Let’s Travel! Thanksgiving Around the World

If you grew up and went to school in the United States as I did, then you’ve probably been exposed to the myths of Thanksgiving as much as I was. Its origin story is not all that it’s cracked up to be, and there are stories of Native American culture that we should honor and make time to educate ourselves about. Although you’ll continue to spend and enjoy time with your family this holiday season, I’d like to take you on a trip around the world to indulge in other countries’ equivalent of Thanksgiving.

Erntedankfest in Germany

This is a religious holiday that typically takes place on the first Sunday of October. It is focused on giving thanks for the year’s harvest and grain by filling baskets with produce, having it blessed by the churches and then distributing it to the disadvantaged. Most German-speaking countries also celebrate the holiday, including Switzerland and Austria. Church services typically take place during the day and then afterward, a lantern parade for children called laternenumzüge is hosted in the evenings. The dinner food is similar to that consumed in the States but also includes roosters, fattened chickens (Masthühnchen) and poppy-seed sweet bread (Mohnstriezel).

Kinro Kansha no Hi in Japan

Also known as Labor Thanksgiving Day, this holiday has traditions that date back to the Meiji Era (1868-1912) when it was originally known as Niinamesai. The more modern traditions began in 1948 following the end of World War II to celebrate the rights of Japan’s workers. Celebrated every year on Nov. 23rd, the country’s workers and laborers are commemorated, given the day off and often receive “Thank You” cards from schoolchildren. This thanksgiving in Japan is not marked by the event of large feastings like that in the States or Germany but is rather a famously large festival and fireworks show held by labor organizations in Nagano, Japan.

Thanksgiving meal spread with turkey and sides Photo by Pro Church Media from Unsplash

The Harvest Moon or Mid-Autumn Festival in China

This three-day celebration occurs under the brightest full moon and is said to originate from ideas of moon worship by emperors in ancient China over 3,000 years ago.
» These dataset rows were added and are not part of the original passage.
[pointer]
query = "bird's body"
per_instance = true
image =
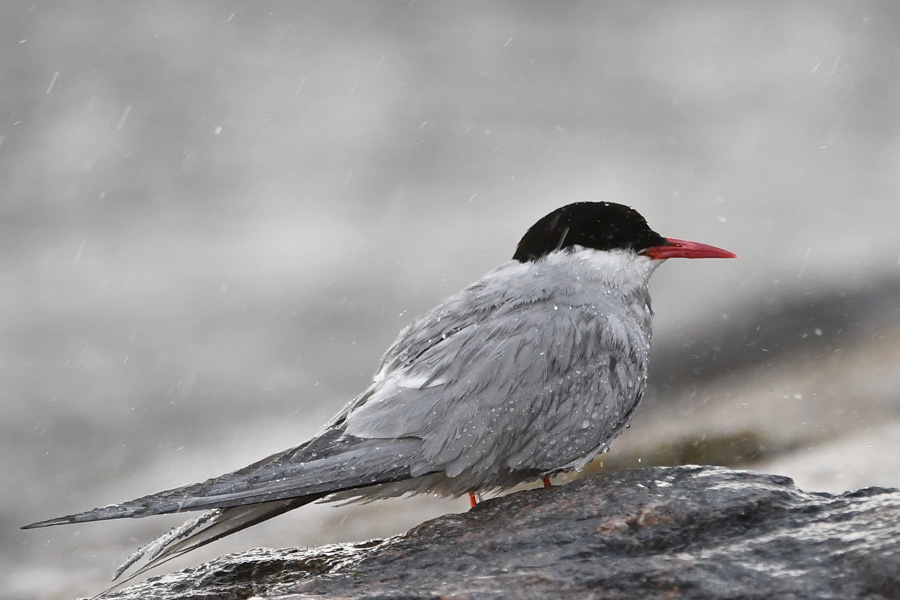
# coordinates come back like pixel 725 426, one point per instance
pixel 530 371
The moon is appreciated by people reciting poems and singing and eating offerings from the sacrificial ceremony. Mooncakes are the main delicacy of choice during this holiday as they are shared between loved ones to reflect on togetherness, unity and peace. Kids will often perform dances and play with festival lanterns as well.

Chuseok in North and South Korea

The Chuseok Harvest Festival, also known as Hangawi, commemorates harvested produce and rice, familial ties and ancestral roots in the mid-autumn season. One tradition includes making Songpyeon, a type of rice cake filled with red beans, sesame seeds and more. Making Songpyeon is a bonding experience that many look forward to as it is one way to really emphasize the importance of family unity in Korean society and culture. Korean families also visit ancestral hometowns and hold memorials at relatives’ gravesites. Overall, this holiday celebrates family life to the fullest.

No matter where you are this year or which holiday you’ll be honoring, remember that family, friends and staying safe remain the top priority. Happy Thanksgiving!